"I don't know what he ever saw in you to make him think you'd make a ranchman," Ruth exclaimed. "I can't imagine you as a cowboy. I suppose," she added excusingly, "that he's always been used to an out-door life and it seems rather dreadful to him for any one to be shut up in a book-store."

"It is rather dreadful."

Ruth gave a little start. For a moment she was under an impression that she had not heard Nelson aright, or else that he was joking. And yet his voice had no suggestion of humor. It was hoarse and curiously intense, and as she looked at him, she saw that his face was unnaturally flushed.

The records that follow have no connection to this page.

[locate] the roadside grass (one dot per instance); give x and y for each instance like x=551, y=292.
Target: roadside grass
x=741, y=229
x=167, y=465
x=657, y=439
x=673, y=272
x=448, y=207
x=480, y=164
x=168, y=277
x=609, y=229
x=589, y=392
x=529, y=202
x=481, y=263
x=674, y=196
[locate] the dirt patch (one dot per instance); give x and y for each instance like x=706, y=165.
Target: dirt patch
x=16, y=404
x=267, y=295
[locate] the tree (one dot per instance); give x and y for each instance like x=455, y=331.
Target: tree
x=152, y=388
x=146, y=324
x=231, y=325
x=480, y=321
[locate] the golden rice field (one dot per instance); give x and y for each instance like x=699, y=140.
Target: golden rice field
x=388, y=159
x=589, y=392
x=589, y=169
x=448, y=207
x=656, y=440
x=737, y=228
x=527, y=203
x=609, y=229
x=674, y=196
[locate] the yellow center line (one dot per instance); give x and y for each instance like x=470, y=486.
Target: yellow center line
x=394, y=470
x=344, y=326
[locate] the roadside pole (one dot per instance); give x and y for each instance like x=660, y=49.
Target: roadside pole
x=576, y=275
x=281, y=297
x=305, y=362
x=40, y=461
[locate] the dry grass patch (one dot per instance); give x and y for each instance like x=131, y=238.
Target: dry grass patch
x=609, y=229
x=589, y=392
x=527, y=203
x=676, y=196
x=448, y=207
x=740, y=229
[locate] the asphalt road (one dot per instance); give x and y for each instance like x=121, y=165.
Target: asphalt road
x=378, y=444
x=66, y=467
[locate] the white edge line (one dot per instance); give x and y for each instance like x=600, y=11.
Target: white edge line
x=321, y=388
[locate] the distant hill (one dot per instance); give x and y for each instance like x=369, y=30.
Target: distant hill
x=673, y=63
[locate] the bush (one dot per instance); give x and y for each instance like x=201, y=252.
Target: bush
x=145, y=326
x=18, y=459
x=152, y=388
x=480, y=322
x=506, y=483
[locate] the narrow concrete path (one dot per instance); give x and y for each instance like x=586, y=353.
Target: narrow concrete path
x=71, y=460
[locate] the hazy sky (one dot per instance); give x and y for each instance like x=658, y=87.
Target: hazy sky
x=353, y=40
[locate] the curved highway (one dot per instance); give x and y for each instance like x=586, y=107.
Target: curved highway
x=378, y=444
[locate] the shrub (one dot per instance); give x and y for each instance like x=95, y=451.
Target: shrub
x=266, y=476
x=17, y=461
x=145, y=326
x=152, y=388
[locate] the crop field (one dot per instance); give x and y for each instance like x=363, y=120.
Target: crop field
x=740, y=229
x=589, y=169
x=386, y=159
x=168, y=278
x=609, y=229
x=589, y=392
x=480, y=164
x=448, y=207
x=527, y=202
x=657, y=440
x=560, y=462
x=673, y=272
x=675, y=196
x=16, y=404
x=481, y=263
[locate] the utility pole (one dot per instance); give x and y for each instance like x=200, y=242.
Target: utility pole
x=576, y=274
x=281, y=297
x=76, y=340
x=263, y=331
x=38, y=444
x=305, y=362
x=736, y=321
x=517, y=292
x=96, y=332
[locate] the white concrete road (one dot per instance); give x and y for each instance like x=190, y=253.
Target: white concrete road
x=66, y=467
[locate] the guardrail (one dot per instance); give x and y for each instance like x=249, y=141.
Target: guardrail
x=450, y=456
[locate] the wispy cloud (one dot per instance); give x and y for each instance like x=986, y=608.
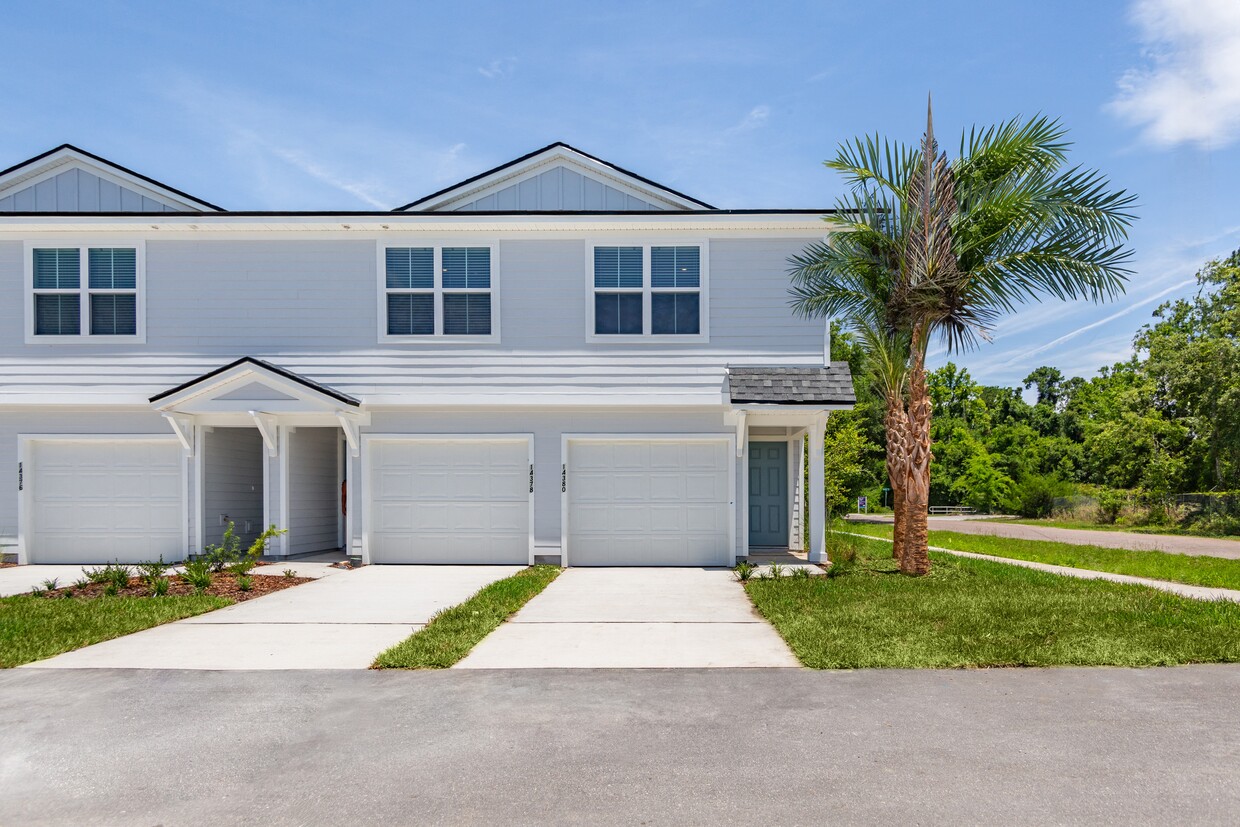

"Why, Nelson," she cried, "What are you talking about? You can't mean that you don't like your work."

Nelson looked at her appealingly. Without realizing it, Ruth had spoken in a rather peremptory fashion, and at once his sensitive face showed his fear of having offended her.

"I used to think I liked it, Ruth."

"Used to! Why, Nelson—"

"But now it's like being in a strait jacket. I don't see how any fellow who was in the service can ever get back to standing behind a counter and be satisfied."

Again Ruth noticed the curious intensity of his manner. She looked at the letter lying upon the table with a feeling of irritation she did not stop to analyze.

"Nelson, you don't mean you want to take that offer? You wouldn't really like to go to Oklahoma, would you? Why it's the jumping-off place."